Gateway is getting down to business.
The Irvine, Calif., PC maker, which absorbed eMachines Inc. in 2004, is has been reshaping its notebook, server and desktop lines in an effort to boost sales to small and medium businesses as well as government and education customers.
“Weve said, in some respects, we are a new company…and weve been knocking out a new, aggressive product line,” said Gary Elsasser, vice president of product development at Gateway Inc.
“Thats whats showing in things like extremely long battery life—with the ability to support batteries that stick out the back of our notebooks—on mobile… to being the first to offer a 1-U, three drive, RAID-capable, redundant rack-mount [storage] server.”
Gateway is taking aim at a crowded space as SMB (small and midsize business) sales are highly sought after by PC makers.
The smaller companies tend to purchase less equipment than large corporations, which have more employees.
But given the how numerous smaller businesses are in the United States, the sheer size of the market makes it a major opportunity.

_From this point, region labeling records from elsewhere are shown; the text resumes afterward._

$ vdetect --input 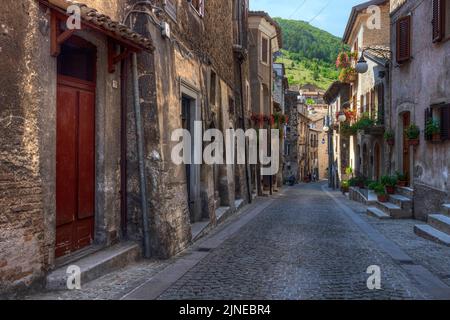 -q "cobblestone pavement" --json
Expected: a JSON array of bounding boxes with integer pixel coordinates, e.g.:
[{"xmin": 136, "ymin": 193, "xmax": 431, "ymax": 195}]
[
  {"xmin": 28, "ymin": 184, "xmax": 450, "ymax": 300},
  {"xmin": 160, "ymin": 184, "xmax": 442, "ymax": 299}
]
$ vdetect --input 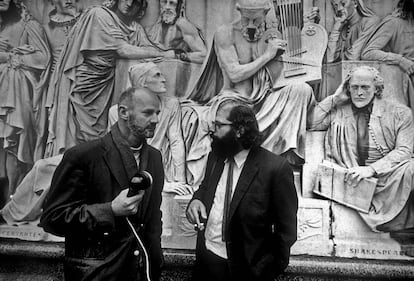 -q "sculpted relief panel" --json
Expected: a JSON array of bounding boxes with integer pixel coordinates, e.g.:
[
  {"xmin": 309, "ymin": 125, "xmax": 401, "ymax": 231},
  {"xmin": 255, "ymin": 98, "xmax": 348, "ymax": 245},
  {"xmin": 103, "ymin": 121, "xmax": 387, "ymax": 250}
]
[{"xmin": 0, "ymin": 0, "xmax": 414, "ymax": 259}]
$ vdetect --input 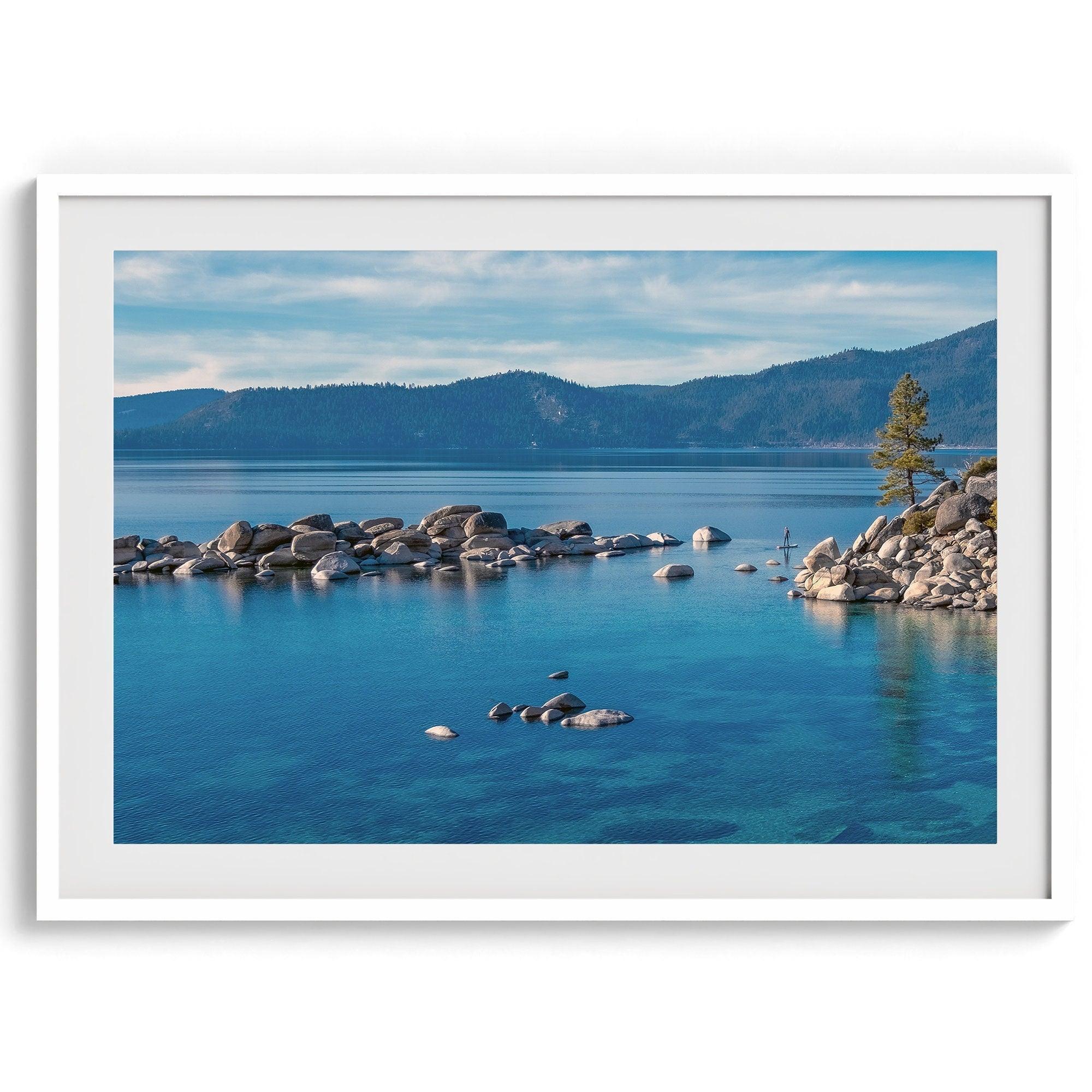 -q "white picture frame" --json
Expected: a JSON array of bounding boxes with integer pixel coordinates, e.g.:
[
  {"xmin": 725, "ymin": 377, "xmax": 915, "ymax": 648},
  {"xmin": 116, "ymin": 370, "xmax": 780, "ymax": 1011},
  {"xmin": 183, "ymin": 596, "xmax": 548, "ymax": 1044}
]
[{"xmin": 37, "ymin": 175, "xmax": 1078, "ymax": 921}]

Thus heavyweights Dell Inc. and Hewlett-Packard Co. have been focusing on the space. Lenovo Group LTD., which recently acquired IBMs PC group, is also expected to mount an aggressive SMB effort.
Gateway, which ranked as the third-largest computer maker in the United States during the first quarter, will attempt to thwart them all by being more agile.

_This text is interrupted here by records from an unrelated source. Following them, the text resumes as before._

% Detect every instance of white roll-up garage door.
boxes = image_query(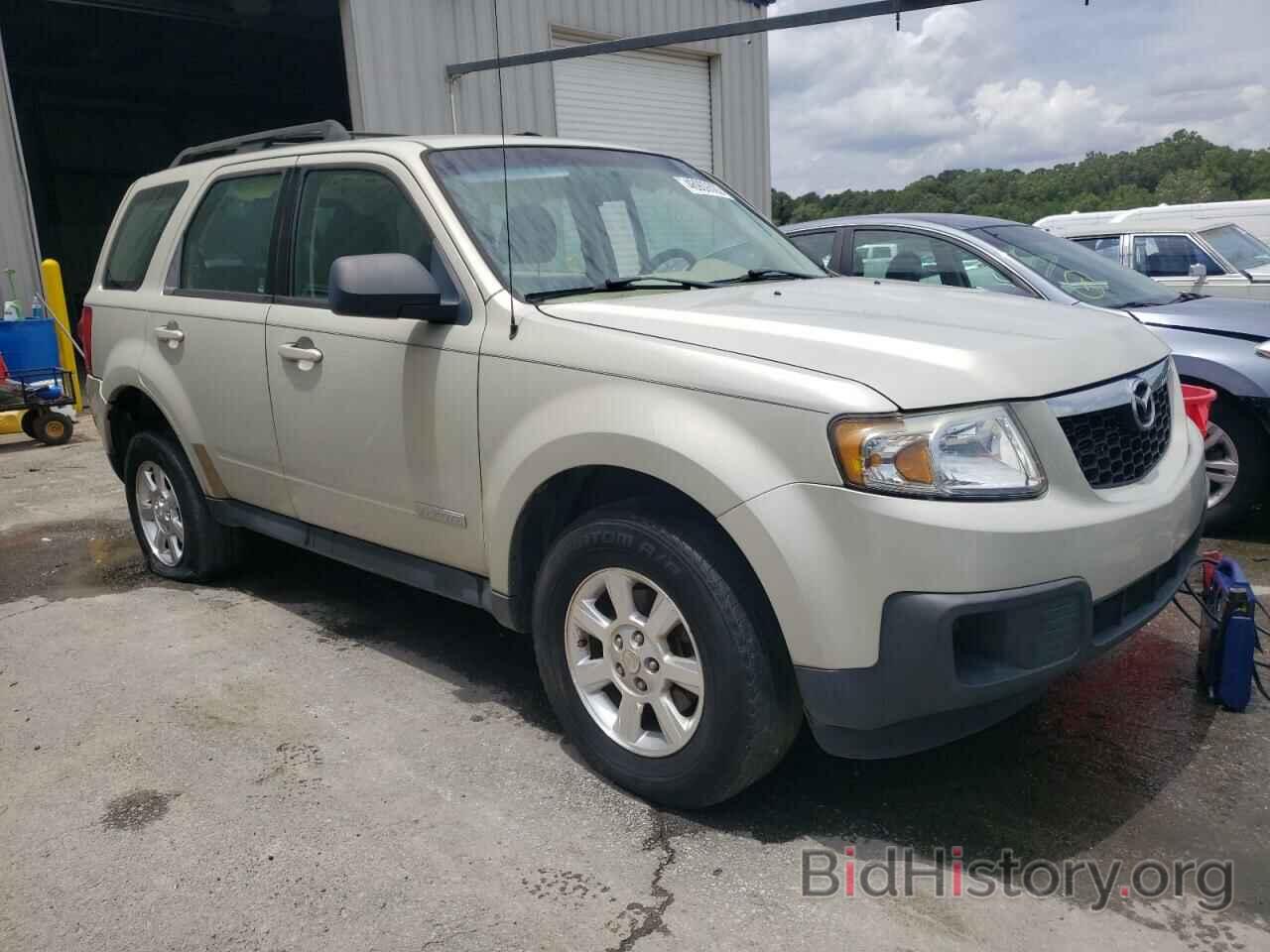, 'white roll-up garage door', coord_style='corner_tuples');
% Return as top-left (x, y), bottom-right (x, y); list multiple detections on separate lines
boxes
(553, 37), (713, 172)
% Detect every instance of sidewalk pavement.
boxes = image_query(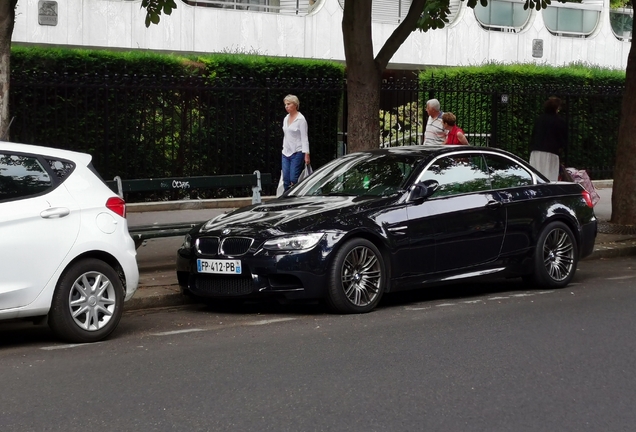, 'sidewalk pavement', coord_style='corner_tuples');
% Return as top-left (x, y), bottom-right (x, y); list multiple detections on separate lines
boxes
(124, 180), (636, 311)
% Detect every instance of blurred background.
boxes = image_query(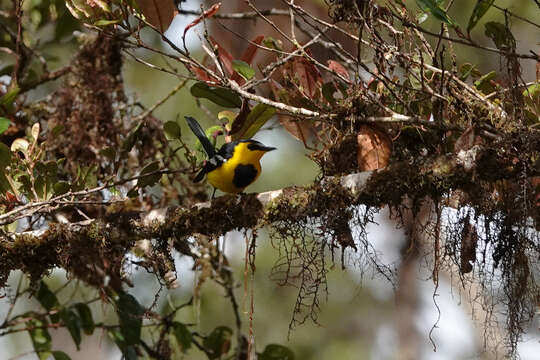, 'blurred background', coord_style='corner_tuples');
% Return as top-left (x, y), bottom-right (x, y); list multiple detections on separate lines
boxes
(0, 0), (540, 360)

It has quickly moved to new designs, jumping on BTX (balanced technology extended) chassis for its desktops and adding new features such as RAID-5 (redundant array of independent disks) to its storage server line.
It plans to offer BTX chassis, which are quieter and better at removing heat from fast processors and graphics cards, top-to-bottom on its business line.
Gateway is also already making room for future generations of wireless networking technology in its notebooks, Elsasser said.
This week, Gateway rolled out its M250 notebook. The 4.8-pound machine offers a 14-inch WXGA resolution wide-angle display and a full-size keyboard. It starts at about $850 when fitted with Intels 1.4GHz Celeron M 360 chip, 256MB of RAM, a 40GB hard drive and a combination CD-RW-DVD-ROM drive.
Its price rises to just under $1,270 when fitted with a 1.6GHz Pentium M 730.
It also launched the Gateway 9715, a rack-mount server capable of harboring up to four of Intels latest 64-bit-capable Intel Xeon MP processors, for a starting price of $3,999.
Two new storage servers, the 9315 and the 9415, accompany them.
The 1U or 1.75-inch-high rack mount storage servers start at about $2,000 each. The 9415, for its part, supports RAID 5.
Gateway plans to follow them, soon, with a new tablet PC as well as a new line of E-Series desktops, which it says will more heavily emphasize security. The E-Series desktops will incorporate a security chip for encrypting files, Elsasser hinted.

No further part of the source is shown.